Commitment to People Matters Demands Commitment to Pay Equity, Too

Mar 17, 2021 | First Person

By Cassandra Faurote, founder and CEO of Total Reward Solutions, LLC and member of NAWBO Indianapolis and NAWBO Kentucky

Savvy business owners understand that people matters fuel business success. They know that focusing on diversity, equity and inclusion can enhance the company’s reputation in the marketplace. And they recognize that valuing and respecting employees makes it easier to attract, motivate and retain this most vital resource. Unfortunately, not all business owners are quite so savvy. Instead of prioritizing pay equity, they end up sacrificing long-term success for short-term cost savings. How serious is the problem? Why does pay equity matter for people matters? And what is the solution? Let’s take a look:

The Scope of the Pay Equity Problem

Pay equity has been a persistent problem for generation after generation of workers. A recent Workspan article reported these statistics:

• Women earn 80 cents for every dollar paid to a man.
• African American women earn 63 cents for every dollar paid to a man.
• Hispanic women earn 54 cents for every dollar paid to a man.

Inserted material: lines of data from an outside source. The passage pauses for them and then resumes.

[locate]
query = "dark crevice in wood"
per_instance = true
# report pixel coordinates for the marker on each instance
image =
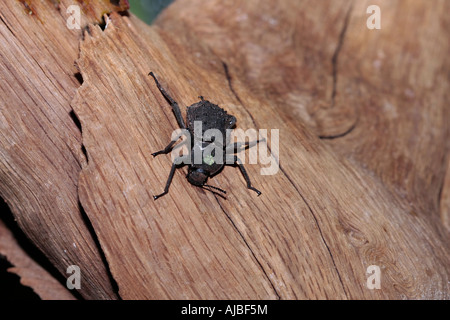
(340, 135)
(87, 222)
(7, 26)
(79, 77)
(334, 59)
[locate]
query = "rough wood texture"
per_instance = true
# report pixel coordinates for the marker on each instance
(30, 273)
(362, 151)
(40, 145)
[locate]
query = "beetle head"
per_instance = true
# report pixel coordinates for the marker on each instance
(197, 177)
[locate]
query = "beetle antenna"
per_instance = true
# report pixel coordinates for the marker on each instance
(207, 185)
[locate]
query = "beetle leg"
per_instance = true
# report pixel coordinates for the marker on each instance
(176, 162)
(244, 173)
(175, 108)
(169, 147)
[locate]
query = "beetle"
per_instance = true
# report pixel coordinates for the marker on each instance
(211, 116)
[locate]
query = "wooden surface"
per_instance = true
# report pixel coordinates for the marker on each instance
(363, 152)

Sadly, these facts are not surprising. Despite having the Equal Pay Act in effect since 1963, the problem endures, with only modest gains in closing gender pay gaps. Nonetheless, the Equal Employment Opportunity Commission (EEOC) considers pay equity a strategic priority (and has since 2012). They are now asking for more pay data upfront in audits.

The statistics may begin to tell the big-picture story, but this problem ultimately affects individual workers and their families. Employees care deeply and stand ready to leave their employers over pay equity issues. In fact, according to a recent Randstad U.S. Survey, four out of five women indicated they would switch employers to achieve greater gender pay equity. And 53% of employees believe unequal pay is the top factor impacting gender inequality.

While many states, cities and counties have taken the initiative to address the pay equity problem—such as by banning questions about salary history on job applications—a workable national solution remains elusive. Sadly, the US ranks a dismal 49th worldwide for gender equality according to the World Economic Forum.

Why Pay Equity Matters

Businesses, of course, pay the price for allowing the issue to continue, both financially and in terms of their corporate reputations. These days, it’s easy for an employee to do an online search for, and to file, a discrimination suit in any state. As a result, many organizations have had to pay high-dollar settlements and watched their public perception become tarnished. It can take many years to regain the trust of the public, consumers and employees when a suit is filed, let alone when the complainant prevails.

Even if lawsuits aren’t filed, employee disengagement can carry a heavy cost to the organization as well. Consider this example, assuming an employee earns $50,000 annually:

IMPACT OF DISENGAGEMENT ON EMPLOYEE VALUE TO AN ORGANIZATION

Engagement Level

Investment Return Ratio

Annual Employee Dollar Value
per $50,000 Salary

Highly Engaged

1.25

$62,500

Engaged

1.0

$50,000

Somewhat Disengaged

.6

$30,000

Disengaged

.4

$20,000

As this example shows, if an employee earning $50,000 annually is highly engaged (i.e., satisfied and motivated), they bring $62,500 in value to the organization. But if pay inequity or other factors cause them to become disengaged, they can quickly become worth only $20,000 in value to the company.

How to Achieve Pay Equity

While it’s unreasonable to expect that every woman and man be paid exactly the same in the same job, pay disparities should occur only due to differences in experience, job performance and tenure. It is worthwhile and cost-effective for companies to review jobs and close unwarranted gender pay gaps. If the gaps are too large to be closed with a one-time increase, it might be possible to implement increases every six months until the inequity is fixed. (It pays to undertake this same initiative regarding inequities for minorities and other protected classes.) Studies have shown that companies with a formal process to address pay equity have 13% higher employee engagement. What’s more, fairly and properly compensated employees tend to be happier and more productive. Doing nothing, however, carries significant legal and financial risks for the organization.

Competitive pay and pay equity are vital for employee attraction, motivation and retention. To make sure your company is well-positioned with fully engaged workers, schedule an internal compensation analysis focused on discrimination and pay equity. After all, true commitment to diversity and inclusion demands commitment to pay equity, too.